An increasingly wealthy Poland is becoming a magnet for migrants from across the world. It also hosts well over a million Ukrainian refugees, adding to the hundreds of thousands already living in Poland before the war. The Polish social security agency now estimates that about 6.5 percent of working people in Poland are foreign.
Although PiS often uses anti-migration language, the party has overseen an explosion in diversity.
A diverse country
In a record 2021, the government issued just over 500,000 work visas to foreign nationals — 24 percent more than in 2020 and eight times more than 2015. Last year’s number was only slightly lower at nearly 470,000 (the figures include some work permits granted to EU citizens).
And despite the PiS government’s pro-family rhetoric and generous social welfare payments, fewer and fewer Poles are being born. In April there were only 21,000 births, the lowest monthly total ever recorded. The social security agency predicts the country’s population will shrivel from 38 million now to 33 million in 2050 and 28 million in 2080.

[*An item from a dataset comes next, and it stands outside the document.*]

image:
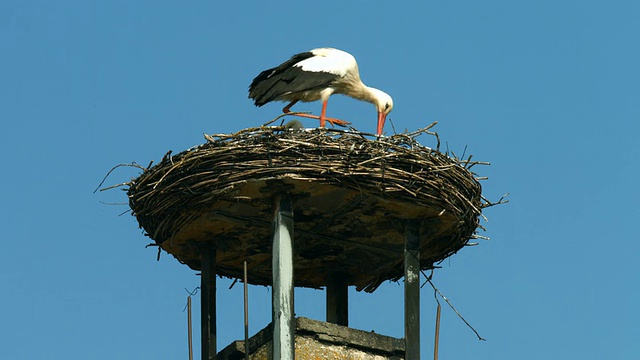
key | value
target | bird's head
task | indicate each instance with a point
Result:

But the country’s robust economy needs workers to continue growing, which is why PiS is under pressure to let in migrants — something that will be the case with any future government.
After the fuss following his first video, Tusk rowed back a little. In the next one he said: “We need politics in which everyone regardless of their place of birth, religion, color of their skin or their worldview enjoys full respect and rights.”
But he still hammered away at the increase in migration from Muslim countries and Africa.
“We need an efficient state that is able to control its territory and its borders. A state that carries out a sensible, responsible, and pragmatic policy of migration,” Tusk said.